Davanın devamında daha ortaya neler saçılır belli olmaz. Ama bu kısacık özet bile AKP’li bakan ve yöneticilerin nasıl bir yolsuzluk ve rüşvet bataklığında yüzdüğünü göstermeye yetiyor. Daha önce de defalarca ortaya saçıldığı gibi 15 yıldır ülkeyi yöneten RTE ve AKP’nin kurduğu tezgâh, çürümüşlüğün seviyesini gösteriyor.

Ülkede 6-7 milyon emekçi, açlık sınırının altındaki asgari ücretle geçimini sağlamaya çalışırken AKP’li muktedirler milyon dolarları cebe indiriyor. Daha önce Türkiye’deyken de açığa çıkan bu yolsuzluk ve rüşvet düzeni, AKP tarafından Meclis’te aklanmıştı. ABD’deki davada Sarraf’ın itiraf ettiği rüşvetleri alan Bakanların hepsi, AKP’li vekillerin kahkahaları eşliğinde aklanmıştı.

AKP’liler malum olduğu üzere, bir kez daha gözler önüne serilen suçlarını örtbas etmek için yalana ve “vatan, millet, sakarya” edebiyatına sarıldı. Çok değil, birkaç yıl önce AKP tarafından kahraman ilan edilen Rıza Sarraf bir anda vatan haini oluverdi. Sarraf davası ise tabii ki de (!) Feto komplosu oldu…

Kılıçdaroğlu’nun Ufku: 2019 Aşağı 2019 Yukarı!

AKP’nin suç ve pislikleri 2017’nin son iki ayında bir kez daha ortaya dökülmüş oldu. Bizzat Erdoğan’ın gizlediği ve kaçırdığı zenginliklerini ortaya koyan ise CHP Genel Başkanı Kemal Kılıçdaroğlu oldu. Kılıçdaroğlu önce iddiayı ortaya attı, ardından grup toplantısında belgeleri açıkladı ve nihayet belgeleri basına sundu.

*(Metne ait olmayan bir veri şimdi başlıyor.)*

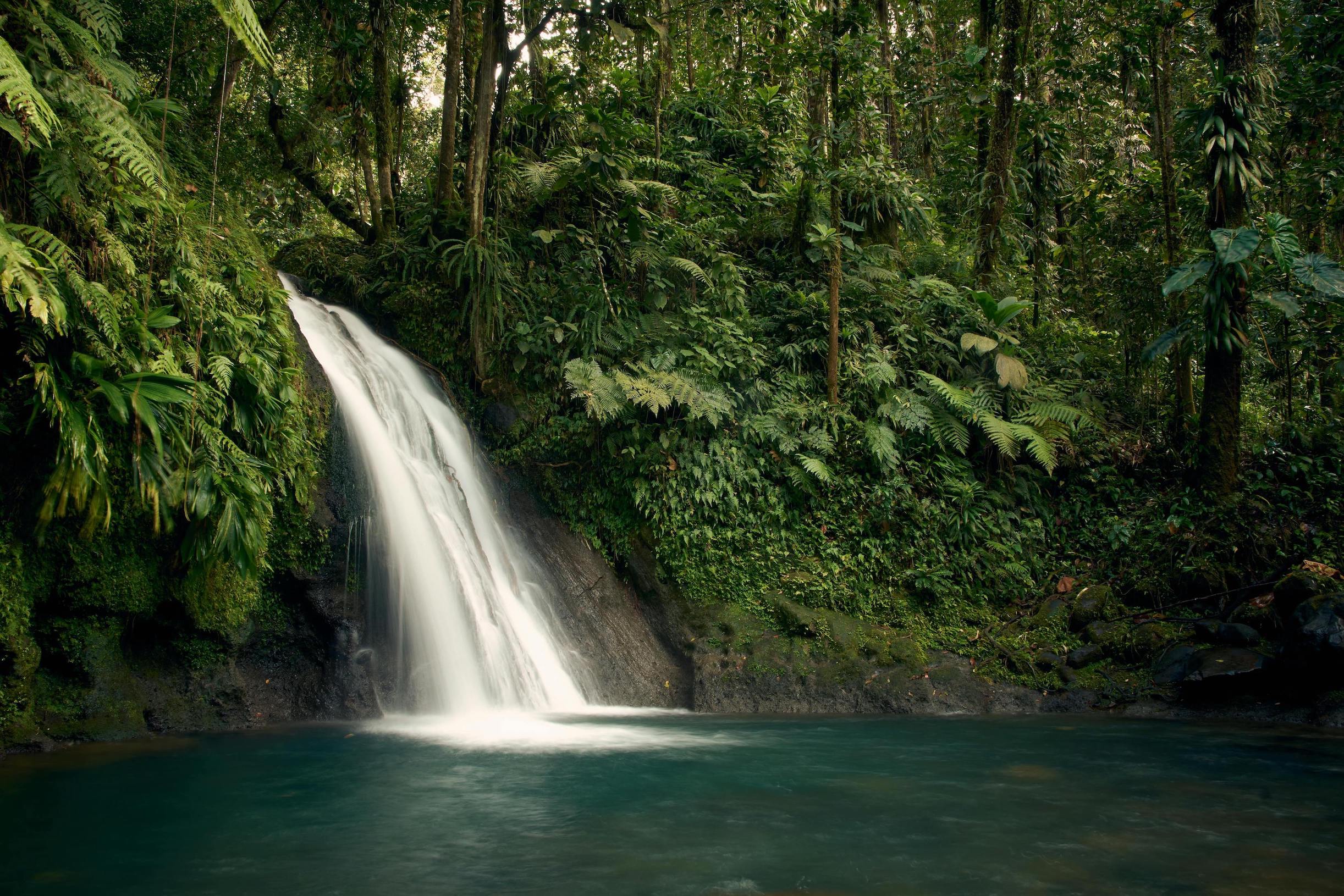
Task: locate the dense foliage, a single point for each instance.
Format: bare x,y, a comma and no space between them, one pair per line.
909,309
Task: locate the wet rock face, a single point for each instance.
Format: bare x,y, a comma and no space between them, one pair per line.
1086,655
1314,643
944,684
1188,665
1233,633
1299,586
627,641
1090,606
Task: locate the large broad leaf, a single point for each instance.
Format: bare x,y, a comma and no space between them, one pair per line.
975,341
1282,241
1320,273
1236,245
1187,274
1009,309
1012,374
1282,301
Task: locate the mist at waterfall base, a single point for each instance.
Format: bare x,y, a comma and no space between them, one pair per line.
862,806
465,644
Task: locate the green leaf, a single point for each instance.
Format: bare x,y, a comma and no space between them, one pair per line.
1164,343
162,317
243,20
975,341
1012,374
1234,245
1282,301
1186,276
1320,273
1282,241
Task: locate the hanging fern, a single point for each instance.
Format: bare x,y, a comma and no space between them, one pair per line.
26,104
243,20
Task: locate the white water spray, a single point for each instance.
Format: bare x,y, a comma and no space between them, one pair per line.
475,625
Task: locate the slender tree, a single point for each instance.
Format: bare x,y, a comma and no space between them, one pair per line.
381,15
1003,140
1221,416
445,191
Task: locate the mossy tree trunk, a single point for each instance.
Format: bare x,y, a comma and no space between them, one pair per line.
1221,416
381,16
445,191
1003,140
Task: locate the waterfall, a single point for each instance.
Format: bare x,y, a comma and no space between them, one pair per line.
472,625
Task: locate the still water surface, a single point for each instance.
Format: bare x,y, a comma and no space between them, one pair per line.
680,804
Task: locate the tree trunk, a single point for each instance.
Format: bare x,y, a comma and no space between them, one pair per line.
834,344
445,192
381,14
338,209
1164,143
537,73
1221,416
889,100
985,38
479,144
690,53
930,77
366,165
1003,141
664,82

Belgelerin yarattığı etkiler aslında öyle etkili ki Kılıçdaroğlu’nun belgeleri açıkladığı CHP Grup Toplantısı’nda vekiller “Tayyip İstifa” diyerek slogan atmaya başladı. Medyada da geniş yankı buldu belgeler.

Ne var ki Kılıçdaroğlu’nun siyasi ufukları düzen sınırlarını aşma kapasitesine sahip olmadığı için ortaya koyduğu suçların üzerine gitmeyi beceremiyor. Ne kitleleri kapsayacak bir kampanya, ne de bir eylemsellik… Varsa yoksa 2019’u işaret ediyor. “2019’da hesabını soracağız” diyor.

2019’da hesap sor da, dur bakalım 2019’a nasıl gidilecek? Toplumsal muhalefet 1 yıldan uzun süre eli kolu bağlı mı oturacak? OHAL eliyle muhalefet bastırılırken, muhalif emekçiler ihraç edilmişken, milyonlarca emekçi açlık sınırının altında bir asgari ücrete mahkum edilirken AKP 2019’a kadar rahat mı gidecek?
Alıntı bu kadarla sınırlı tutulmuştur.